Pero si bien las nuevas formas de organización económica pueden ser vistas como caminos para superar viejos problemas, también han dado lugar a dificultades que pueden hacer peligrar su viabilidad, principalmente, en muchos países, un importante desempleo y una inequitativa concentración del ingreso y la riqueza. Además, en estas tierras, un deterioro de la moral pública y un recrudecimiento -que la ciudadanía percibe como alarmante- de la corrupción de los funcionarios. Al mismo tiempo, la sociedad argentina está tomando creciente conciencia de que no se han producido cambios significativos en ciertas cuestiones fundamentales para la vida de un país civilizado, entre las que se cuentan la educación, la salud, la justicia, la seguridad individual y -lo que nos regresa a nuestro tema- la universidad, la ciencia y la tecnología.

En las circunstancias en que nos ha puesto la altura de los tiempos, ni el concepto del estado planificador de la actividad científico-tecnológica, tal como se lo concebía en los años sesenta, a veces vistos como la mencionada edad de oro, ni la visión lineal del proceso de creación de conocimiento como una progresión que conduce de la investigación básica a la aplicada y de esta a los desarrollos, parecen aplicables. De ahí que un plan nacional en el que el estado establece para la ciencia y la tecnología estrictas prioridades temáticas, disciplinarias, geográficas, etc., llevaría en la dirección equivocada, porque constituye un esfuerzo centralizador en circunstancias en que se requiere alentar la iniciativa y la creatividad, y porque en la selección de proyectos o personas por promover relega el crucial criterio de la calidad ante otros menos relevantes.
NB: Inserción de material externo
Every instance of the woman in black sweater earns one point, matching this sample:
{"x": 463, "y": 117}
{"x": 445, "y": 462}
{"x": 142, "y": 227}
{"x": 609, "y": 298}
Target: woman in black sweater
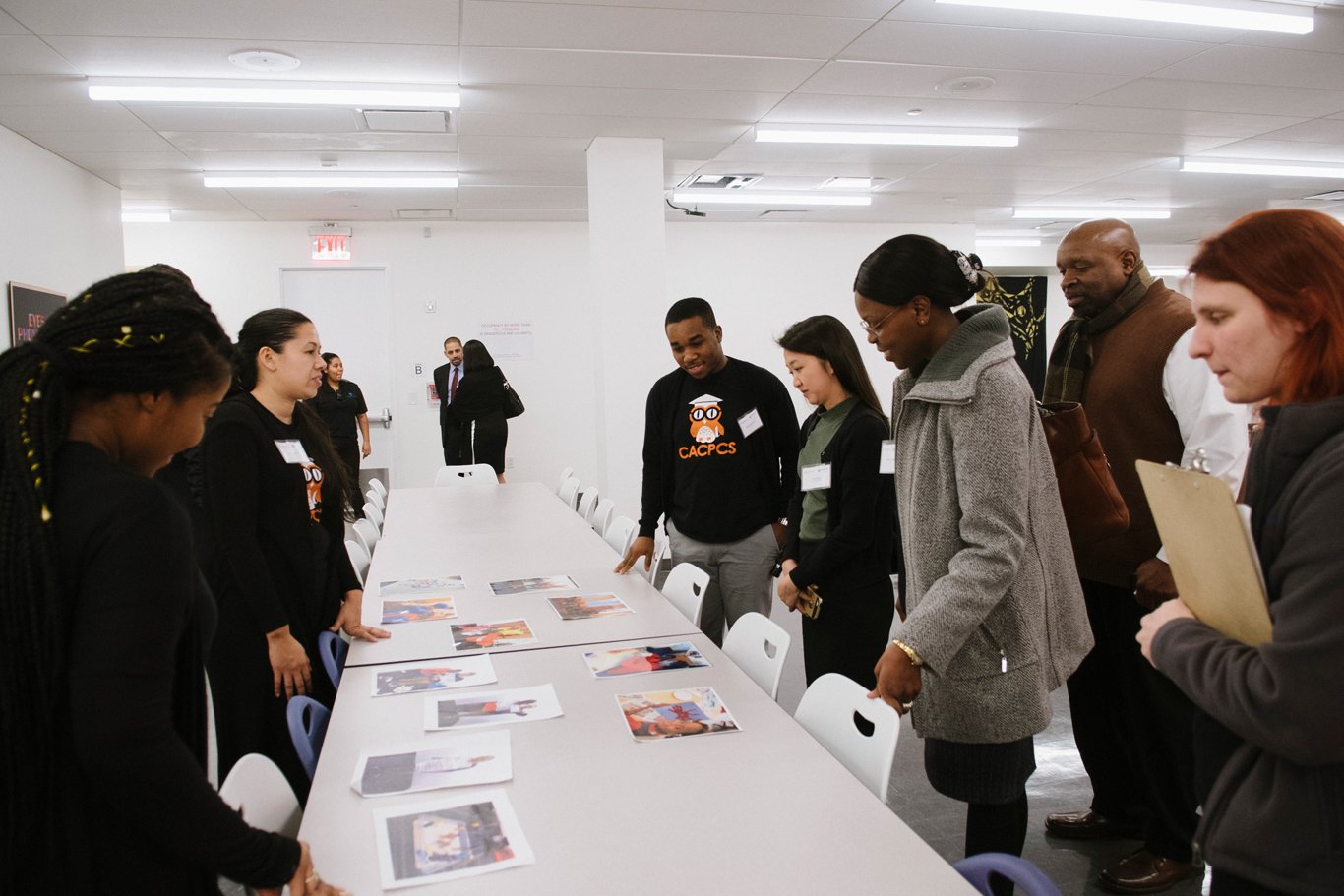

Pero esto no significa, como parece estar en muchas mentes, que la modernización se pueda llevar exitosamente a cabo sin la elaboración local de ciencia y tecnología, y con un estado que se desprenda de toda responsabilidad y sólo confíe en los mecanismos del mercado para financiar la investigación.

Para definir una política científico-tecnológica actualizada se requieren ideas claras acerca del cometido del conocimiento en la sociedad de hoy, tanto el generado en el ejercicio de la libertad académica, cuyo valor principal es contribuir a la calidad de la cultura y ofrecer a los ciudadanos una vida civilizada, como el elaborado en un marco de aplicaciones, que apunta a mejorar las condiciones materiales de vida. Uno de los peligros que nos acecha es olvidar, como en mucha medida lo hizo la república autoritaria, el valor del primero. El propósito de la investigación, quizá antes que impulsar el crecimiento económico, es entender el mundo, de la misma forma que el propósito de la universidad es educar a las mentes antes que capacitar “recursos humanos”. Tampoco podemos tomar sin espíritu crítico muchos de los fundamentos aceptados hasta hace poco, relacionados con el estado desarrollista y la autonomía tecnológica, como por ejemplo, los que justificaban el plan nuclear, que pueden haber quedado obsoletos en el mundo de hoy, lo que hace necesario no olvidarse del asunto, sino buscar con qué reemplazarlos. Para ejecutar la política, por último, se requiere establecer y servirse de los medios adecuados. Un plan nacional de ciencia y tecnología, tanto en sus objetivos como en sus instrumentos, debe ser coherente con los conceptos actuales de modernización y liberarse de los de la república autoritaria, que impedirían el florecimiento de aquellos.